Schwarzenegger Denies Clemency for Tookie Williams
One of the country’s most widely publicized and debated death-row clemency campaigns has ended with Gov. Arnold Schwarzenegger denying a last-ditch appeal by defense lawyers.
Williams is the co-founder of the violent Crips gang that has been responsible for hundreds of murders in Los Angeles since the early 1970s. Many of the killings have been committed during battles with rival gangs, most notably the Bloods, for turf and control of the drug trade. But the murders for which Williams was convicted were killings of innocent people during robberies. The first was Albert Owens, a 26-year old 7-Eleven clerk who was gunned down in Whittier, CA. Several weeks later, during a holdup at a family-owned motel in Los Angeles, Williams killed Yen-I Yang, 76, Tsai-Shai Chen Yang, 63, and Yu-Chin Yang Lin, 43. Despite claiming his innocence, Williams was convicted of the crimes in 1981 and sentenced to death. Williams, 51, is scheduled to die by lethal injection after midnight Monday night.
As the date of Williams execution has drawn near, his lawyers were joined by death penalty opponents, politicians, and even Hollywood stars in voicing their objections and putting forth reasons why he should be granted clemency. Some of the celebrities who joined in pleading for Williams were rapper Snoop Dogg, who was himself a member of the Crips gang; former "M*A*S*H" star Mike Farrell; Sister Helen Prejean, the nun played by Susan Sarandon in "Dead Man Walking;" and Jamie Foxx, who portrayed Williams in a made-for-cable movie about his life. They say that he has earned his redemption by possibly sparing a few lives, even though the gang he founded was responsible for hundreds of killings.

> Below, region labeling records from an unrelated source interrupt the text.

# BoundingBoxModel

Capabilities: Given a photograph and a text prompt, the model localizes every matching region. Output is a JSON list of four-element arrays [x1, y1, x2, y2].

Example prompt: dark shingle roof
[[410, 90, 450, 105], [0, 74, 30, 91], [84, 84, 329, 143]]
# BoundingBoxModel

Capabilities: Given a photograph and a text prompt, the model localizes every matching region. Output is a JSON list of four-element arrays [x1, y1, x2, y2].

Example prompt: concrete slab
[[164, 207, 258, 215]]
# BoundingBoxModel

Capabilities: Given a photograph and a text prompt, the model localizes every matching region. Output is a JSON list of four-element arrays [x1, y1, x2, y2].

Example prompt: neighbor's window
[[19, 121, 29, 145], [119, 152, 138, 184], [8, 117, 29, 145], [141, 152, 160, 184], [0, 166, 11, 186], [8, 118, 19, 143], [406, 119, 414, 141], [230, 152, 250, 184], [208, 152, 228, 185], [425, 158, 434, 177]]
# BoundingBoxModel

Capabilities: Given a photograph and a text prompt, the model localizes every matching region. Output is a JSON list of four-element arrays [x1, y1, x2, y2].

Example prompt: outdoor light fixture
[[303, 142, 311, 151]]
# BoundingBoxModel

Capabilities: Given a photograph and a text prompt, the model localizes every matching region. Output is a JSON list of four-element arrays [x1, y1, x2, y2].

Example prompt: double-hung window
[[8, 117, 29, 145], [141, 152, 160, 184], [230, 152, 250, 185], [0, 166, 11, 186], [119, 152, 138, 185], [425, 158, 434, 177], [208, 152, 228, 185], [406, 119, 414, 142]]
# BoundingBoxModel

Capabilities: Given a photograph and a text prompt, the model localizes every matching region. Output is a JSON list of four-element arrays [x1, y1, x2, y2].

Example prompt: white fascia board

Clemency proponents claim that Williams had made amends for his crimes while serving his time in prison by writing a memoir and children’s books about the dangers of gangs. Amazingly, Williams has even been nominated for Nobel Prizes in peace and literature because of his supposedly redeeming activities while incarcerated. But prosecutors and advocates for the families of the people Williams killed argue that Williams does not deserve clemency from the governor because he refused to give authorities information about fellow gang members, and he never owned up to his own crimes. He doesn’t deserve clemency because he didn't grant any pardons to his victims or the countless thousands of victims slaughtered in gang violence that he helped to create.
In a last-ditch appeal, Williams’ lawyers claimed that his conviction came about through inaccurate forensics testing, and that he should have been allowed to argue that someone else killed one of the four victims. "If Stanley Williams does not merit clemency," defense attorney Peter Fleming Jr. asked the court, "what meaning does clemency retain in this state?" The 9th U.S. Circuit Court of Appeals, however, refused to intervene because there was no "clear and convincing evidence of actual innocence."
Williams will be the 12th condemned inmate in California to be executed since lawmakers reinstated the death penalty in 1977. Rev. Jesse Jackson led a group of about 30 death penalty protesters in a march across the Golden Gate Bridge after dawn Monday to the gates of San Quentin. The California Highway Patrol is planning to tighten security outside the prison, where hundreds of protesters are expected to gather during the evening hours. Surprisingly, Williams himself doesn’t seem too concerned about the clock ticking down after 24 years. In a recent interview, he said, "Me fearing what I’m facing, what possible good is it going to do for me? How is that going to benefit me? If it’s my time to be executed, what’s all the ranting and raving going to do?"